You are viewing a plain text version of this content. The canonical link for it is here.
Posted to dev@asterixdb.apache.org by Riyafa Abdul Hameed <ri...@apache.org> on 2017/06/09 09:24:29 UTC

Support GeoJSON in AsterixDB

Hi all,

As the first step in resolving ASTERIXDB-1371 we plan to add support for
GeoJSON[1]. Hence initially a datatype known as 'Geometry' would be
implemented. Since we plan to use Esri-geometry-api[2] to achieve this, the
internal representation of the Geometry objects need to be in WKB(Well
Known Binary) format.
GeoJSON is also defined in JSON. Currently as I understand the JSON objects
and arrays are represented by the Record and OrderedList datatypes
respectively.

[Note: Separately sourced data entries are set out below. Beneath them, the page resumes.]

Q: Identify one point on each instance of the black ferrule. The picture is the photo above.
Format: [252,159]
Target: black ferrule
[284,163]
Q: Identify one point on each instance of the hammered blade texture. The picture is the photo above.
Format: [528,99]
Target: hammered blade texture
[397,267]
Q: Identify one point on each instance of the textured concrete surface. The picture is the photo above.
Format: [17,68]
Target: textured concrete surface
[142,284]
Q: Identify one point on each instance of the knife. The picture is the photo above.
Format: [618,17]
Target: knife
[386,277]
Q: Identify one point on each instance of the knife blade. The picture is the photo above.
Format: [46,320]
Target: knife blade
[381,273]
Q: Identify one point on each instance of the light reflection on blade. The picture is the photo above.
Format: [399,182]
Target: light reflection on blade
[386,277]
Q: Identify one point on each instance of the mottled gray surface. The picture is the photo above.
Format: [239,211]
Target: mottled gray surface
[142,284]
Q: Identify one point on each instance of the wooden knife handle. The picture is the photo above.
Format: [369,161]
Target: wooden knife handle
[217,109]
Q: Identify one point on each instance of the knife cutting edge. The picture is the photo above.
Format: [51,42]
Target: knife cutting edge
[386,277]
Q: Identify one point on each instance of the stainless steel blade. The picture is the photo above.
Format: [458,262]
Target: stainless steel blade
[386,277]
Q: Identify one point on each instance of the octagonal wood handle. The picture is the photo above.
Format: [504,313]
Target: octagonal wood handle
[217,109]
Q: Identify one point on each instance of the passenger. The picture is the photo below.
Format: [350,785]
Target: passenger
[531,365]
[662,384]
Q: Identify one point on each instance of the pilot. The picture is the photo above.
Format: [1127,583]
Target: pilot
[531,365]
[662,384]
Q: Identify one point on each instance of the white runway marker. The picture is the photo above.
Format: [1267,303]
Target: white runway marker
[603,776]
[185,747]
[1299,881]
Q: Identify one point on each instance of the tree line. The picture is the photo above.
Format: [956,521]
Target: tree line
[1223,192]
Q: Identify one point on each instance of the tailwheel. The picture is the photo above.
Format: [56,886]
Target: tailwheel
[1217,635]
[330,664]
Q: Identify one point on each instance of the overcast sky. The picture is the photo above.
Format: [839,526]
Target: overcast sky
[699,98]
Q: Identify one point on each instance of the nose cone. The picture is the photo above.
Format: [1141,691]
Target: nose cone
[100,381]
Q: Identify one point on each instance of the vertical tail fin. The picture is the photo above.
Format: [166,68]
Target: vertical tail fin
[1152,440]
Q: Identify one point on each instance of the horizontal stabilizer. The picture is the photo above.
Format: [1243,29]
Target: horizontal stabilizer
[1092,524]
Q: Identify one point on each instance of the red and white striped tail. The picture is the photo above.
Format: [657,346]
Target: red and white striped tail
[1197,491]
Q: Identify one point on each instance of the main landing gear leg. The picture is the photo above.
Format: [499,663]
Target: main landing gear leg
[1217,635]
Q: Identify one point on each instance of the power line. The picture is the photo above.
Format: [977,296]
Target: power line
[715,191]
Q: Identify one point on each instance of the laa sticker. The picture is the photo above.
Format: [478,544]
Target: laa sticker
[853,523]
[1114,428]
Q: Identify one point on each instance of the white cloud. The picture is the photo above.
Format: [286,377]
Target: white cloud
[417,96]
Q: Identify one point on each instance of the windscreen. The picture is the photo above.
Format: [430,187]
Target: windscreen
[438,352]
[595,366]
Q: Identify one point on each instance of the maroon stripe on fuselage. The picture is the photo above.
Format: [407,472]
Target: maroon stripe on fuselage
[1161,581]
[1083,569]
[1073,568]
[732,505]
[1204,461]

But they are not internally parsed into WKB format. Thus it
wouldn't be possible to reuse them unless we write our own implementation
to convert these types to WKB format.

Hence my question is if it is a good idea to change the javcc grammar
(grammar.jj) to parse Geometry types directly which could then be
internally represented in the WKB format.

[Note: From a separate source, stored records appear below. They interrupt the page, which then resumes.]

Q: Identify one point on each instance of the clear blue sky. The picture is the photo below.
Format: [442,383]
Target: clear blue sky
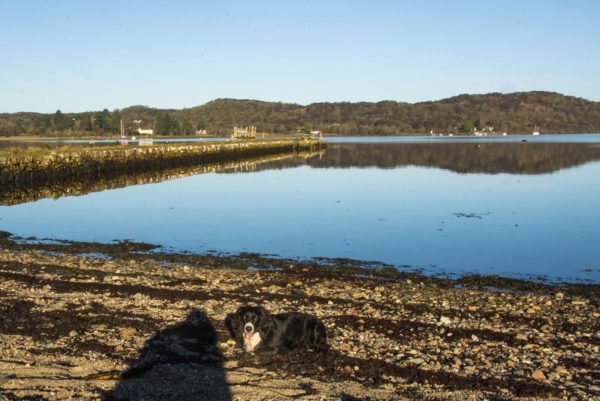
[88,55]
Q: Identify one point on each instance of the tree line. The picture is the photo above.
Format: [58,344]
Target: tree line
[520,112]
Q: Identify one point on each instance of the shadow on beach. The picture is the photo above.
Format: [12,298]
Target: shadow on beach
[182,362]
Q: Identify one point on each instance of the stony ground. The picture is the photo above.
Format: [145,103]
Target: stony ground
[147,326]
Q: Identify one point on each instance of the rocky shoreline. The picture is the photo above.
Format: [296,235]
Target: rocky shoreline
[32,171]
[126,321]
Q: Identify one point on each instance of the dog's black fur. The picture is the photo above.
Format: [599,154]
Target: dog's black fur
[278,333]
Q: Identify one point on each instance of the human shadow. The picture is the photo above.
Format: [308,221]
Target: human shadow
[182,362]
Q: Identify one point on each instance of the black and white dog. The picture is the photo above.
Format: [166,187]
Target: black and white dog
[256,330]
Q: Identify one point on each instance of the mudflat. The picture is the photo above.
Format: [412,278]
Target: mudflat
[115,322]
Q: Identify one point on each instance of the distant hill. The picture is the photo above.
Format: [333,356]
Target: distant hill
[517,112]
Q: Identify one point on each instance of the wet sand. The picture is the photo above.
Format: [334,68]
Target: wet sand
[116,322]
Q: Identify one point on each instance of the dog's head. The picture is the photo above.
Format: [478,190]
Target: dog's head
[249,325]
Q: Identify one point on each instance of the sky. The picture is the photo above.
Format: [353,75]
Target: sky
[90,55]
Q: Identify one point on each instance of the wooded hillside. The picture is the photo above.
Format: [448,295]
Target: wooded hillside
[513,113]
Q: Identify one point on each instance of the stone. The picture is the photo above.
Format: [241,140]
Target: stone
[128,332]
[538,375]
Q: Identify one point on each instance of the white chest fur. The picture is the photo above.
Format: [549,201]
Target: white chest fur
[251,344]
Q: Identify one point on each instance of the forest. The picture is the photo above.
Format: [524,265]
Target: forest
[521,112]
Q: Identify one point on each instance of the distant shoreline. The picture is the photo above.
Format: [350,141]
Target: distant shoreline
[34,138]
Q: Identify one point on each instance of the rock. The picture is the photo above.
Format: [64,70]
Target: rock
[594,389]
[538,375]
[522,337]
[128,332]
[231,364]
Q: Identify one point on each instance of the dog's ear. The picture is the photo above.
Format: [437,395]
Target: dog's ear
[266,323]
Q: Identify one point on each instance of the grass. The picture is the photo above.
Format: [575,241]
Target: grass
[41,151]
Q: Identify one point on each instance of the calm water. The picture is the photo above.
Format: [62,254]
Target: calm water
[99,142]
[443,205]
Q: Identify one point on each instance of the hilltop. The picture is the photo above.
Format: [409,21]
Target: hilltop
[517,112]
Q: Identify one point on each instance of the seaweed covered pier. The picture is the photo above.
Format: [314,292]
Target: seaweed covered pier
[32,169]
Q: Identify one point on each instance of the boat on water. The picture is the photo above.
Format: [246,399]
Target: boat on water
[145,141]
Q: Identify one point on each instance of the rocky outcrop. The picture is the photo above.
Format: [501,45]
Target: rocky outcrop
[91,164]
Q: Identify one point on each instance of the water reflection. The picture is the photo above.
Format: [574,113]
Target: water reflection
[510,209]
[469,157]
[76,186]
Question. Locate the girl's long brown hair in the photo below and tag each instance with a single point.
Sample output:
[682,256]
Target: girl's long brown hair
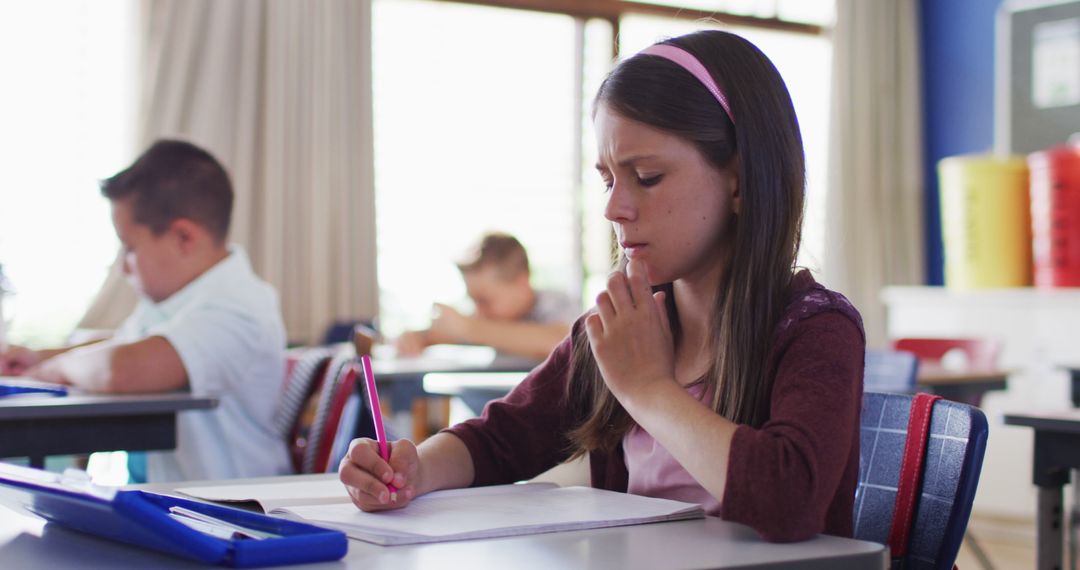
[766,148]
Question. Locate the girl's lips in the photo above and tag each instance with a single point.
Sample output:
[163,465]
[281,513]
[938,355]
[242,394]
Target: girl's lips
[632,249]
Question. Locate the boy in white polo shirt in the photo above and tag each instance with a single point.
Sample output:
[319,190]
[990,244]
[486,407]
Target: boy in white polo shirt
[204,322]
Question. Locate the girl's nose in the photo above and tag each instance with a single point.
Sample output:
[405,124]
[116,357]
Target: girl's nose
[620,206]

[1] https://tools.ietf.org/html/rfc7946
[2] https://github.com/Esri/geometry-api-java

Thank you.
Yours sincerely,
Riyafa

Re: Support GeoJSON in AsterixDB

Posted by Ahmed Eldawy <el...@ucr.edu>.
Hi,

As you said, the initial plan is to provide a parse_geojson function which
takes as input a JSON object and returns a geometry object, which you added
recently. The way it will work is like this:

   1. The input is a valid JSON file where one of the attributes is a
   GeoJSON object.
   2. Since GeoJSON is represented in a standard JSON format, AsterxiDB
   will parse it and store it as a complex object.
   3. You will provide a new parse_geojson which takes as input an object
   and returns a geometry.
   4. At this stage, AsterixDB will not automatically detect that an object
   as GeoJSON. The user will explicitly provide this information by calling
   the parse_geojson on the correct attribute.
   5. If the user calls parse_geojson on an object that is not in the
   standard GeoJSON format, it should throw an exception.

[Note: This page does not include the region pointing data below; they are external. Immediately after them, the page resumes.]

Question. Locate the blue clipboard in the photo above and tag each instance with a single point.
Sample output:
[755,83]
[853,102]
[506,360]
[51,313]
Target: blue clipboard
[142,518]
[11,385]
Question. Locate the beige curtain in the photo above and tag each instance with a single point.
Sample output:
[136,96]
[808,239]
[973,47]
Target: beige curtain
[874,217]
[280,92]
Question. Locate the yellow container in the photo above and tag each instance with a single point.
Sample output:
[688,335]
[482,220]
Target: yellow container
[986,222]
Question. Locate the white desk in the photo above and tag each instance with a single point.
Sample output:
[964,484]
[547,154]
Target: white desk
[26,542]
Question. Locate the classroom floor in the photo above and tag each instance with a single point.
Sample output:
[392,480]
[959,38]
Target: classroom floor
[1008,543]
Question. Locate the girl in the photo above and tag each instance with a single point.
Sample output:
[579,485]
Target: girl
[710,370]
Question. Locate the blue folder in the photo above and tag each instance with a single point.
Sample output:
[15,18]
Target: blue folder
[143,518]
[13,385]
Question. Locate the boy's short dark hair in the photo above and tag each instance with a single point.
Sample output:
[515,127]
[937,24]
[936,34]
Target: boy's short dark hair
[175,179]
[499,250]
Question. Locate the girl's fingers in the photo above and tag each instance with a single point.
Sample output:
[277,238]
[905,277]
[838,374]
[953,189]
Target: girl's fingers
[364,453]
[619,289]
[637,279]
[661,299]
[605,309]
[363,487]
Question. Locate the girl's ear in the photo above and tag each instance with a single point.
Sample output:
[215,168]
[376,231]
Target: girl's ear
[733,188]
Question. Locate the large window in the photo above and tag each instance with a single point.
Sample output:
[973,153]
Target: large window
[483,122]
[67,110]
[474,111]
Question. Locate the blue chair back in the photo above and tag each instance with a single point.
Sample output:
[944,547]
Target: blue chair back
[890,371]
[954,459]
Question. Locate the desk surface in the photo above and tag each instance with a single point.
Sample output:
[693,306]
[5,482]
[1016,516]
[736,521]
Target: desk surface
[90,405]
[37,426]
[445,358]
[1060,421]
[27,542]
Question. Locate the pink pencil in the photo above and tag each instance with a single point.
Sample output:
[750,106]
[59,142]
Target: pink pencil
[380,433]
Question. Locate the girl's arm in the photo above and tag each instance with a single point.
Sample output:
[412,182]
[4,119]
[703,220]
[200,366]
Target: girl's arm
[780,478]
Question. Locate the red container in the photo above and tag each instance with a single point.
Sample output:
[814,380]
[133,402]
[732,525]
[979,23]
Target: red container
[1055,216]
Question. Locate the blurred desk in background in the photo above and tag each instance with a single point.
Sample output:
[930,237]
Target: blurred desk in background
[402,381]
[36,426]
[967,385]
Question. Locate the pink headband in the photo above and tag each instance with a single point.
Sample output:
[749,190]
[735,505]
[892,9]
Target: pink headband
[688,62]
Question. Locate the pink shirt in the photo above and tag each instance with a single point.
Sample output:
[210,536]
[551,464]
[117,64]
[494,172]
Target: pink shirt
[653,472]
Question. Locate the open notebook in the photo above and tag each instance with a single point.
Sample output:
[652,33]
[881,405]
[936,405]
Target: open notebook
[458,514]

The advantage of this *initial* approach is to keep the current JSON parser
intact. This will allow us to provide the geometry support without worrying
about the JSON parser.
Once this part is stable, we should add the feature of automatically
detecting a GeoJSON object by mapping it to a geometry attribute in a
datatype. I think this is more convenient and can be also more efficient as
it can deal directly with the raw JSON input.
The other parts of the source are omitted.